Lançameto de lei contra fome vira palco para elogios a Lula

A cerimônia de sanção da Lei Orgânica de Segurança Alimentar e Nutricional transformou o segundo andar do Palácio do Planalto num palco de elogios à política social do governo Luiz Inácio Lula da Silva e críticas aos anteriores, nesta sexta-feira, 15. O presidente chegou a ser aplaudido de pé no momento em que sancionava a lei, aprovada em tempo recorde pelo Congresso, sem nem sequer passar pelos plenários da Câmara e do Senado. Isso é possível quando uma proposta é apreciada apenas pelas comissões.Lula disse que um dos grandes problemas do Brasil é que o País adquiriu o hábito cultural de ser governado para 30% da população. "Não foram poucos os governantes que afirmaram que o Brasil teria que ser governado para quem tem poder de pressão, para quem tem poder de organização.
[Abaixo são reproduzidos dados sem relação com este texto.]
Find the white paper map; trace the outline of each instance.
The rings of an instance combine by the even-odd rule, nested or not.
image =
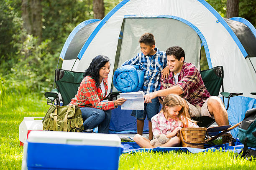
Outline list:
[[[144,110],[144,92],[125,92],[119,94],[120,98],[126,100],[121,106],[122,110]]]

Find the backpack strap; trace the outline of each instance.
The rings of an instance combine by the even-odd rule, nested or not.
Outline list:
[[[53,115],[54,118],[54,131],[56,131],[56,123],[57,122],[57,115],[58,115],[57,113],[57,108],[54,110],[54,114]]]
[[[71,108],[72,107],[72,105],[69,105],[69,108],[68,108],[68,110],[67,111],[66,113],[66,115],[65,115],[65,118],[64,118],[64,131],[65,132],[67,132],[67,116],[68,113],[70,111],[70,109],[71,109]],[[74,105],[74,112],[75,111],[75,105]]]

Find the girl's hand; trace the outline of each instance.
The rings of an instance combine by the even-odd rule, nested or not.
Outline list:
[[[161,71],[161,73],[162,74],[162,77],[163,78],[167,78],[169,77],[169,75],[170,75],[169,67],[167,65],[165,68]]]
[[[173,131],[172,131],[172,132],[173,132],[174,133],[175,133],[175,135],[176,134],[176,133],[177,133],[177,132],[178,132],[178,131],[179,131],[179,130],[180,129],[181,129],[181,127],[177,127],[174,130],[173,130]]]
[[[179,131],[179,130],[181,129],[181,127],[177,127],[172,132],[166,135],[166,137],[168,138],[170,138],[171,137],[172,137],[173,136],[174,136],[177,132]]]
[[[116,100],[114,101],[115,104],[115,106],[117,107],[117,106],[120,106],[124,103],[127,100],[125,100],[123,98],[119,98],[117,99]]]

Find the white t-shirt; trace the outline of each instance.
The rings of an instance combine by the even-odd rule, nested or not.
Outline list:
[[[103,94],[103,97],[105,96],[105,93],[106,93],[106,90],[105,90],[105,86],[104,86],[104,84],[103,82],[103,80],[101,81],[101,83],[100,83],[100,88],[101,89],[101,91],[102,91],[102,94]]]

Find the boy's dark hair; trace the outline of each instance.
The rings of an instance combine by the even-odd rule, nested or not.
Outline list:
[[[178,60],[180,60],[180,58],[182,57],[183,57],[184,58],[184,61],[185,61],[185,52],[183,49],[180,47],[173,46],[169,48],[166,50],[166,55],[172,55],[174,58]]]
[[[155,37],[153,34],[148,32],[145,33],[141,35],[139,40],[139,42],[143,43],[151,46],[156,45]]]

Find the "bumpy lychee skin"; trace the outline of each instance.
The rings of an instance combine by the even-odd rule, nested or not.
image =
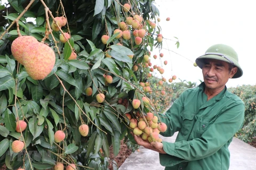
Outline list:
[[[18,140],[14,140],[12,143],[12,149],[13,152],[19,153],[23,150],[24,143]]]
[[[19,122],[20,122],[20,126],[19,125]],[[27,123],[25,121],[20,120],[19,121],[16,122],[16,132],[23,132],[26,128],[27,128]]]
[[[66,43],[66,42],[67,42],[67,39],[68,40],[69,38],[70,38],[70,36],[67,32],[64,32],[64,35],[65,35],[65,37],[66,38],[67,38],[67,39],[66,39],[65,37],[64,37],[64,35],[61,33],[60,35],[60,41],[61,42]]]
[[[61,130],[57,131],[54,133],[54,141],[59,143],[65,139],[65,133]]]
[[[140,106],[140,100],[139,99],[133,99],[132,100],[132,106],[134,108],[137,109]]]
[[[54,170],[63,170],[64,165],[61,163],[57,163],[53,167]]]
[[[78,131],[83,137],[86,137],[88,135],[88,132],[89,132],[89,127],[87,124],[82,124],[79,126]]]
[[[104,101],[105,95],[103,94],[99,94],[96,95],[96,100],[99,103],[101,103]]]
[[[70,165],[68,165],[68,166],[67,166],[67,168],[66,168],[66,170],[74,170],[74,169],[76,169],[76,165],[74,164],[70,164]]]
[[[22,55],[26,71],[34,80],[42,80],[49,74],[54,66],[55,60],[52,48],[40,42],[28,45]]]
[[[12,42],[11,46],[12,54],[14,58],[19,63],[23,65],[22,57],[24,48],[28,45],[35,42],[38,42],[37,40],[30,36],[20,36],[16,38]]]

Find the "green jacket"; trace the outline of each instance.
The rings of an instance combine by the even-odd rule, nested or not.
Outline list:
[[[170,170],[228,170],[228,146],[244,118],[243,101],[225,89],[207,101],[205,84],[183,92],[161,120],[175,143],[163,142],[167,154],[159,154],[160,163]]]

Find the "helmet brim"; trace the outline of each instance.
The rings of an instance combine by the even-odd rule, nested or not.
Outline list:
[[[229,58],[232,58],[232,57],[227,56],[227,57]],[[227,60],[226,58],[219,56],[217,55],[213,55],[213,54],[206,54],[204,55],[201,56],[200,57],[198,57],[196,60],[196,63],[197,64],[199,67],[202,69],[203,67],[203,66],[204,65],[204,62],[203,60],[204,59],[215,59],[215,60],[220,60],[220,61],[225,61],[229,64],[231,64],[230,62]],[[238,78],[241,77],[243,75],[243,70],[241,69],[241,67],[239,65],[238,63],[235,61],[235,60],[233,60],[232,62],[234,62],[234,65],[236,67],[237,67],[237,71],[235,74],[235,75],[233,76],[232,79],[236,79],[236,78]]]

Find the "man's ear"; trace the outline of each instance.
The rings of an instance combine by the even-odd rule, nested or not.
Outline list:
[[[234,75],[237,72],[237,67],[234,67],[231,69],[230,71],[230,75],[229,76],[229,78],[231,79],[233,77]]]

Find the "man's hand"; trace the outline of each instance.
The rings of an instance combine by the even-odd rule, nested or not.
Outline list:
[[[140,137],[134,134],[132,132],[131,132],[134,140],[137,142],[137,144],[144,147],[145,148],[150,149],[161,154],[166,154],[163,149],[163,145],[162,142],[152,142],[149,143],[148,141],[145,141]]]

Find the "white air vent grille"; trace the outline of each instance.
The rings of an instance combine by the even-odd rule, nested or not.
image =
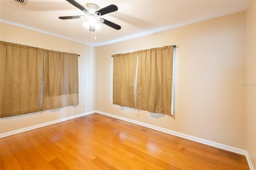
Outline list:
[[[20,4],[22,4],[25,5],[25,4],[28,1],[28,0],[10,0],[12,1],[14,1],[16,2],[18,2]]]

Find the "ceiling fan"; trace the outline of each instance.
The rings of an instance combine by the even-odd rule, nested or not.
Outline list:
[[[117,11],[118,8],[115,5],[110,5],[97,10],[98,6],[97,5],[94,4],[89,4],[87,5],[87,10],[74,0],[66,0],[82,11],[85,14],[85,16],[60,16],[59,18],[61,20],[68,20],[88,17],[88,21],[85,23],[84,25],[86,27],[89,28],[89,30],[91,32],[95,31],[96,30],[100,27],[99,24],[97,24],[97,20],[116,30],[119,30],[121,29],[120,26],[106,19],[100,18],[101,16],[104,15]]]

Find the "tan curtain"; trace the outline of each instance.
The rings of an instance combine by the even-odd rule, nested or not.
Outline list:
[[[0,117],[78,104],[77,54],[0,42]]]
[[[135,52],[114,55],[113,104],[134,107],[134,87],[136,64]]]
[[[43,53],[1,41],[0,117],[41,111]]]
[[[43,93],[42,111],[78,104],[77,54],[45,54]]]
[[[136,108],[171,115],[173,45],[138,52]]]

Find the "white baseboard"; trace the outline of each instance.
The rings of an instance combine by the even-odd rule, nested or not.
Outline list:
[[[172,134],[173,135],[176,136],[177,136],[180,137],[182,138],[188,139],[191,140],[193,140],[195,142],[197,142],[199,143],[202,143],[204,144],[207,144],[208,145],[211,146],[213,147],[219,148],[220,149],[224,149],[224,150],[228,150],[229,151],[232,152],[233,152],[239,154],[245,155],[248,164],[251,170],[254,170],[249,155],[247,151],[243,149],[240,149],[239,148],[235,148],[234,147],[230,146],[229,146],[226,145],[224,144],[217,143],[214,142],[212,142],[210,140],[206,140],[205,139],[202,139],[201,138],[198,138],[197,137],[193,136],[192,136],[188,135],[188,134],[184,134],[183,133],[180,133],[179,132],[176,132],[175,131],[171,130],[170,130],[164,128],[162,128],[160,127],[157,127],[156,126],[152,125],[147,123],[143,123],[142,122],[139,122],[138,121],[134,121],[130,119],[126,118],[124,117],[121,117],[118,116],[116,116],[114,115],[112,115],[110,113],[106,113],[105,112],[102,112],[99,111],[92,111],[90,112],[86,112],[83,113],[81,113],[78,115],[72,116],[68,117],[65,117],[62,119],[60,119],[55,121],[51,121],[50,122],[46,122],[44,123],[41,123],[39,125],[36,125],[32,126],[30,127],[27,127],[25,128],[22,128],[20,129],[16,130],[15,130],[12,131],[10,132],[7,132],[6,133],[3,133],[0,134],[0,138],[4,137],[7,136],[12,134],[16,134],[16,133],[21,133],[22,132],[25,132],[26,131],[34,129],[36,128],[38,128],[41,127],[44,127],[50,125],[54,124],[54,123],[58,123],[59,122],[63,122],[68,120],[72,119],[73,119],[76,118],[77,117],[81,117],[81,116],[85,116],[86,115],[90,115],[94,113],[96,113],[102,115],[104,115],[106,116],[109,116],[110,117],[113,117],[118,119],[122,120],[123,121],[126,121],[127,122],[130,122],[131,123],[137,124],[141,126],[147,127],[149,128],[150,128],[153,129],[154,129],[160,131],[165,133],[168,133],[169,134]]]
[[[181,138],[184,138],[194,141],[197,142],[199,143],[202,143],[203,144],[207,144],[207,145],[211,146],[216,148],[219,148],[220,149],[224,149],[228,151],[232,152],[233,152],[242,155],[245,155],[248,164],[251,170],[254,170],[250,158],[250,157],[248,154],[247,151],[243,149],[240,149],[239,148],[235,148],[233,146],[226,145],[225,144],[222,144],[215,142],[212,142],[206,139],[202,139],[202,138],[198,138],[197,137],[193,136],[192,136],[188,135],[184,133],[180,133],[179,132],[176,132],[175,131],[171,130],[164,128],[162,128],[156,126],[152,125],[147,123],[143,123],[138,121],[134,121],[134,120],[126,118],[125,117],[121,117],[119,116],[112,115],[110,113],[106,113],[101,111],[96,111],[96,113],[102,115],[104,115],[110,117],[113,117],[114,118],[122,120],[127,122],[130,122],[131,123],[135,123],[144,127],[147,127],[149,128],[160,131],[173,135],[180,137]]]
[[[34,129],[35,128],[38,128],[41,127],[49,125],[50,125],[54,124],[54,123],[58,123],[59,122],[63,122],[64,121],[68,121],[68,120],[72,119],[73,119],[79,117],[81,117],[81,116],[85,116],[86,115],[90,115],[92,113],[95,113],[95,112],[96,112],[96,111],[90,111],[90,112],[81,113],[78,115],[74,115],[74,116],[70,116],[69,117],[65,117],[64,118],[55,120],[55,121],[51,121],[50,122],[46,122],[45,123],[41,123],[40,124],[36,125],[34,126],[32,126],[16,130],[15,130],[11,131],[10,132],[6,132],[6,133],[1,133],[1,134],[0,134],[0,138],[10,135],[12,135],[14,134],[16,134],[16,133],[21,133],[22,132],[25,132],[26,131],[30,130],[32,129]]]
[[[247,152],[247,151],[246,151],[246,153],[245,154],[245,156],[246,157],[246,159],[247,160],[247,162],[248,162],[248,164],[249,164],[250,169],[251,170],[254,170],[254,169],[253,168],[252,163],[252,161],[251,161],[251,159],[250,158],[250,156],[249,156],[249,154],[248,154],[248,152]]]

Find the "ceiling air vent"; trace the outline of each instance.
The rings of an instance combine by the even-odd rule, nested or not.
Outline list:
[[[10,0],[12,1],[16,2],[18,2],[20,4],[22,4],[23,5],[25,5],[25,4],[28,1],[28,0]]]

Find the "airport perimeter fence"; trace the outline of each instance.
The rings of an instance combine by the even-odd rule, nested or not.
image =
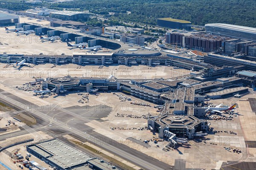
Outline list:
[[[4,150],[5,149],[6,149],[7,148],[9,148],[9,147],[13,147],[14,146],[20,144],[22,144],[24,143],[28,142],[29,142],[33,141],[33,140],[34,140],[34,139],[31,138],[31,139],[28,139],[28,140],[26,140],[23,141],[20,141],[20,142],[16,142],[16,143],[14,143],[14,144],[10,144],[10,145],[7,146],[6,146],[5,147],[2,147],[1,149],[0,149],[0,152],[2,152],[2,151],[3,151],[3,150]]]
[[[3,163],[1,161],[0,161],[0,164],[1,164],[3,167],[4,167],[6,168],[7,169],[7,170],[12,170],[12,169],[10,168],[9,167],[7,167],[6,165],[5,164],[3,164]]]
Essa parcela de que estamos falando (os pobres), lamentavelmente, durante décadas e décadas não teve esse poder de organização. Então, cabe, como coube a nós, ao Estado brasileiro, se autodefinir como gestor dos interesses da sociedade e não como gestor dos interesses dos governantes", disse Lula.O presidente agradeceu a rapidez do Congresso na aprovação da lei. "O Congresso Nacional teve a sensibilidade de aprovar a lei, mesmo no ano eleitoral, de forma unânime e ágil", agradeceu Lula. Ele afirmou ainda que agradecerá a Deus se tiver a oportunidade de, ainda em vida, presenciar o momento em que o Estado assumirá toda a responsabilidade pela segurança alimentar. Participaram da cerimônia convidados de todo o Brasil que integram conselhos de segurança alimentar, com especial destaque para a socióloga Ana Maria de Castro, filha do escritor e político Josué de Castro, que em 1946 escreveu o clássico "Geografia da Fome". Lula disse que leu esse livro no primeiro ano de sua administração como presidente do Sindicato dos Metalúrgicos de São Bernardo, ainda nos anos 70.Lula completou seu discurso ao dizer que graças à convergência da vontade nacional, "a nutrição e o combate à fome assumem hoje o caráter de uma política perene no Brasil, evitando-se, assim, a descontinuidade administrativa numa área de crucial interesse de toda a sociedade. Não pode depender do ânimo deste ou daquele governante. A fome não é algo relativo. Seu enfrentamento é um dever da sociedade civil e de todos os entes da Federação", arrematou.